Toutes ces schématiques nous instruisent certes de manière pertinente sur certains aspects de la nature humaine et il faut intégrer dans un modèle plus global de développement les enseignements que ces doctrines ont su nous procurer dans l’histoire : ne jamais négliger la force d’une institutionnalisation et d’une valorisation conséquente de la propriété privée et de l’entreprise privée ainsi que les gains d’efficience, de rentabilité, de productivité et de cohérence d’ensemble que peut amener la logique du marché ; ne jamais négliger la force d’un développement économique socialement intégré, socialement harmonisé et socialement humanisé (les gains là aussi sont gigantesques à tous les niveaux) ; finalement ne jamais négliger les bases et les contraintes matérielles sur lesquelles s’érigent nécessairement les sociétés humaines (les négliger peut mener à des aberrations totales).

Toutefois, il ne faut jamais ni réduire l’homme à l’une ou l’autre de ces dimensions, ni concevoir nos modèles de développement uniquement sur la base d’une vision unidimensionnelle et fragmentaire de la personne humaine.

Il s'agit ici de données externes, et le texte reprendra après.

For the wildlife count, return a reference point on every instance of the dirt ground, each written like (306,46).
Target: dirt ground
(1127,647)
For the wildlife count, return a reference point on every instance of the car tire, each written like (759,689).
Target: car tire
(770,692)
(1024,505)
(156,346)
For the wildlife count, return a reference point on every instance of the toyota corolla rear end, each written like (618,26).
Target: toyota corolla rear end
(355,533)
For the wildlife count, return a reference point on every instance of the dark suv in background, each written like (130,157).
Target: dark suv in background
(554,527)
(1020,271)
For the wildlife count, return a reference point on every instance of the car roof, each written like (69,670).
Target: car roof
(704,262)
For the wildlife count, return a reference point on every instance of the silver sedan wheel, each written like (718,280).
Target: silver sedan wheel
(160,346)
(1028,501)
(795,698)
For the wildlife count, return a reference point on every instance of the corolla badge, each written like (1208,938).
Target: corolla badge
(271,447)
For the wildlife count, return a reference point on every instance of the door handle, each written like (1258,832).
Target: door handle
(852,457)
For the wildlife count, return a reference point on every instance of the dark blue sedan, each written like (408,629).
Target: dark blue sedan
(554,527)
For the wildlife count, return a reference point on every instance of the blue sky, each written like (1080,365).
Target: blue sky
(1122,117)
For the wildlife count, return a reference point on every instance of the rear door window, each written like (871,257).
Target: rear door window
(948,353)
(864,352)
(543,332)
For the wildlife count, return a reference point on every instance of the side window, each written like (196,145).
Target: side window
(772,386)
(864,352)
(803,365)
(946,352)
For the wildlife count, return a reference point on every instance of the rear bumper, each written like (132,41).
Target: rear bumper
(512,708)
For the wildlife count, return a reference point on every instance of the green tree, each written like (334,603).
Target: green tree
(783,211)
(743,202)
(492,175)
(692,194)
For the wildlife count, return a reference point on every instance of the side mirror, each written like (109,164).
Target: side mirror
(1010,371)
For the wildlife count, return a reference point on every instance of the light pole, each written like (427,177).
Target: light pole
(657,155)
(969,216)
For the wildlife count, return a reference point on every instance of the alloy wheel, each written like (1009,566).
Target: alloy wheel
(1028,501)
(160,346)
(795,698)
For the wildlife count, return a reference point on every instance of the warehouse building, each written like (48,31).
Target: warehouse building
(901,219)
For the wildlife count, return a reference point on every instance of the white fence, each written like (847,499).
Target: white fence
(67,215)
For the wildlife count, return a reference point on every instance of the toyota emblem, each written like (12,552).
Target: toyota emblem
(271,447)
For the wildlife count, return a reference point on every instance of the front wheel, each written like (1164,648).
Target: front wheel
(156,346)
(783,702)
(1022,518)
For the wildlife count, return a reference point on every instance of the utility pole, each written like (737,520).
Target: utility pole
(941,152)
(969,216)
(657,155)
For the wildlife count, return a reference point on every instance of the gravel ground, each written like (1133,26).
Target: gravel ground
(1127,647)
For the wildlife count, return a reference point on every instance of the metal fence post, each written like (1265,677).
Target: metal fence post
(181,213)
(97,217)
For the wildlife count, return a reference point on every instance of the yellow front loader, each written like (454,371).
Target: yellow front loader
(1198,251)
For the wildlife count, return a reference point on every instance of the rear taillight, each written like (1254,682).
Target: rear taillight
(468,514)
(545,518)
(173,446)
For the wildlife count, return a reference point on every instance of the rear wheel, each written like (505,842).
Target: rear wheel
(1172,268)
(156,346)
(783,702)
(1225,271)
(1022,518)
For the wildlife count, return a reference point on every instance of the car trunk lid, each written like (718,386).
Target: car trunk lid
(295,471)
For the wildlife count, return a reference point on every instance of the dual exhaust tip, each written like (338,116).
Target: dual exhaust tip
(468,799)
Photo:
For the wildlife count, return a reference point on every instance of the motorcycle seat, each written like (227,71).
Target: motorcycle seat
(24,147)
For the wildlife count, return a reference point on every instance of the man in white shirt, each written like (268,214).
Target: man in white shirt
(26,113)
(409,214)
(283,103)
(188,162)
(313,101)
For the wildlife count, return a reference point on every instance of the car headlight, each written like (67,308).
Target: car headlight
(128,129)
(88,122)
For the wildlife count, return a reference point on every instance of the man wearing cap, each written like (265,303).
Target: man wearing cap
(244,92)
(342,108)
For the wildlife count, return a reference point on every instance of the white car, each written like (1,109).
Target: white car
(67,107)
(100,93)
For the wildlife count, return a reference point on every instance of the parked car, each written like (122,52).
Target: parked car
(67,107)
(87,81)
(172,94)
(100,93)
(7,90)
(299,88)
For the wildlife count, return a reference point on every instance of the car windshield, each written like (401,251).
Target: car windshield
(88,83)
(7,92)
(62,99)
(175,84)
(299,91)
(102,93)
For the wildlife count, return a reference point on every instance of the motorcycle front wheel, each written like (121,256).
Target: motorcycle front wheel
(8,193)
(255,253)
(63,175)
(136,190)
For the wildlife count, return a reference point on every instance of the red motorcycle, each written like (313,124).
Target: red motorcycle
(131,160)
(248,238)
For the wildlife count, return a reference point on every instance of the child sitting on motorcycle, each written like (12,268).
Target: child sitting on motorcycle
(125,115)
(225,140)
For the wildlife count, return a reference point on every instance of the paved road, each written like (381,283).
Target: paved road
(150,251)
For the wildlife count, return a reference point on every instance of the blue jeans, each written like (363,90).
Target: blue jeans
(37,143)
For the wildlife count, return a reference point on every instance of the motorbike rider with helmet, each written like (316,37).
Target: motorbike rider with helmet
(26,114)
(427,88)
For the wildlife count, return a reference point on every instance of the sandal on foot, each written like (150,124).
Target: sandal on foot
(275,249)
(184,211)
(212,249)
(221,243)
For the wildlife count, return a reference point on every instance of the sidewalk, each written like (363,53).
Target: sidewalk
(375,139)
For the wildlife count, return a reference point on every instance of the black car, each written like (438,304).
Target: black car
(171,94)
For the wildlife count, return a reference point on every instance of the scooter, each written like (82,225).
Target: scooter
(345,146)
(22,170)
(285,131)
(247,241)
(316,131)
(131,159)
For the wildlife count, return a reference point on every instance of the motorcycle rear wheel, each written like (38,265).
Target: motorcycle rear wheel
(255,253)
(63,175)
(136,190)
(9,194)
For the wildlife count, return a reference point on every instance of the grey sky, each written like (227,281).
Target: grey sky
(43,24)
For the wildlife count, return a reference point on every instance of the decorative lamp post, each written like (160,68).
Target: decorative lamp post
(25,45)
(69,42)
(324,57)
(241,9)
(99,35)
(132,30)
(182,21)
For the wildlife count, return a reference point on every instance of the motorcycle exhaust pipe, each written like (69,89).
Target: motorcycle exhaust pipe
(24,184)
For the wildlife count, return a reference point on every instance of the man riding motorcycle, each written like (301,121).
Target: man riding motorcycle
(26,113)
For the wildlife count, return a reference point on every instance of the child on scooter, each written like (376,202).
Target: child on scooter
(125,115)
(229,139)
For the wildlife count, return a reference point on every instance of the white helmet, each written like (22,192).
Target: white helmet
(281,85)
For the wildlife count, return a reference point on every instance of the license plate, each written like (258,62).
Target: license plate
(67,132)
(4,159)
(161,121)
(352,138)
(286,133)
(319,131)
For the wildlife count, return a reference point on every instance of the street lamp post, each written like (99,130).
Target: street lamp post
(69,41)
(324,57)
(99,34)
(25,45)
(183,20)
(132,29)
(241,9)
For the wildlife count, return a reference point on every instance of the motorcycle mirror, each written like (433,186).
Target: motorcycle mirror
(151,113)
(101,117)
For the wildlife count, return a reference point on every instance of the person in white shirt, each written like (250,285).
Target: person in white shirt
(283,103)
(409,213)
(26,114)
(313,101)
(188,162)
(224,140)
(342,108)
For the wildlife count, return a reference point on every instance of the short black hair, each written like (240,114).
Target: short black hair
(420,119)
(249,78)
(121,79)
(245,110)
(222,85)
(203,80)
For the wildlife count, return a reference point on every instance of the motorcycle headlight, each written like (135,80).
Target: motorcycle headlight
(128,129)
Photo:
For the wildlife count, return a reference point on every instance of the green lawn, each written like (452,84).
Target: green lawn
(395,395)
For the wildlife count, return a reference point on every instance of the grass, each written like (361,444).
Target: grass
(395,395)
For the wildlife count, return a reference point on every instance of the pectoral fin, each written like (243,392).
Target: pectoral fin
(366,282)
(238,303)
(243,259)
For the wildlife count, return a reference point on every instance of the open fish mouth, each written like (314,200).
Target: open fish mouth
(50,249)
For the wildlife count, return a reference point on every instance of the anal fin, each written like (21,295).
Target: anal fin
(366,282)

La liberté de l’homme ne se joue pas uniquement au niveau d’une appropriation des fruits de la nature ou d’une exploitation privée des potentialités de la nature et elle ne se joue pas uniquement dans le fait d’une vague sympathie portée envers ses semblables ; la réalisation de l’homme ne se joue pas entièrement dans une sorte de socialisation altruiste délirante où l’homme se fondrait aveuglément dans un collectif en révolution permanente; l’accomplissement et l’affranchissement de l’homme ne peut se faire uniquement par le fait d’une maîtrise des complexités de la matière et d’une organisation techno-matérialiste systématique du monde. L’homme est aussi un être spirituel, un être de valeurs, un être d’appartenance et d’idéal.

Il faut donc rejeter, dans sa construction formelle et idéalisée, la théorie libérale du développement économique : appropriation et entreprise privée tous azimuts (y compris la propriété privée des moyens de production), accumulation sans restriction du capital, logique pure du marché, etc.

Il faut donc rejeter, dans sa construction formelle et idéalisée, la théorie socialiste du développement économique : propriété collective des moyens de production, dictature provisoire du prolétariat, prévalence absolue de l’infrastructure sur la superstructure, finalité de la matière dans l’histoire, etc.

Il faut donc rejeter, dans sa construction formelle et idéalisée, la théorie matérialiste du développement économique : gestion méthodique de toute qualité et de toute forme de travail humain, organisation technocratique de fonds en comble de la société, transformation matérielle systématique du monde, développement aveugle de toute virtualité technologique, etc.

C’est d’ailleurs cette vision simplificatrice du devenir humain qui a engendré par exemple les conceptions théoriques du développement économique qui mettent uniquement l’emphase sur l’idée que le bon développement économique doit nécessairement passer par la maîtrise des différents stades technologiques réalisés dans l’histoire : industries du fer, puis de l’acier, puis des machines motorisées, puis de l’électronique … et c’est également cette vision simplificatrice du devenir humain qui a engendré les schémas théoriques fondés sur l’idée qu’un bon développement économique implique nécessairement le fait d’un fort dynamisme productif dans les secteurs primaires d’activité, suivi d’un fort dynamisme productif dans les secteurs secondaires d’activité, suivi d’un fort dynamisme dans les secteurs tertiaires d’activité, etc. Redisons le, toutes ces conceptions sont instructives, mais il ne faut jamais en faire des absolus.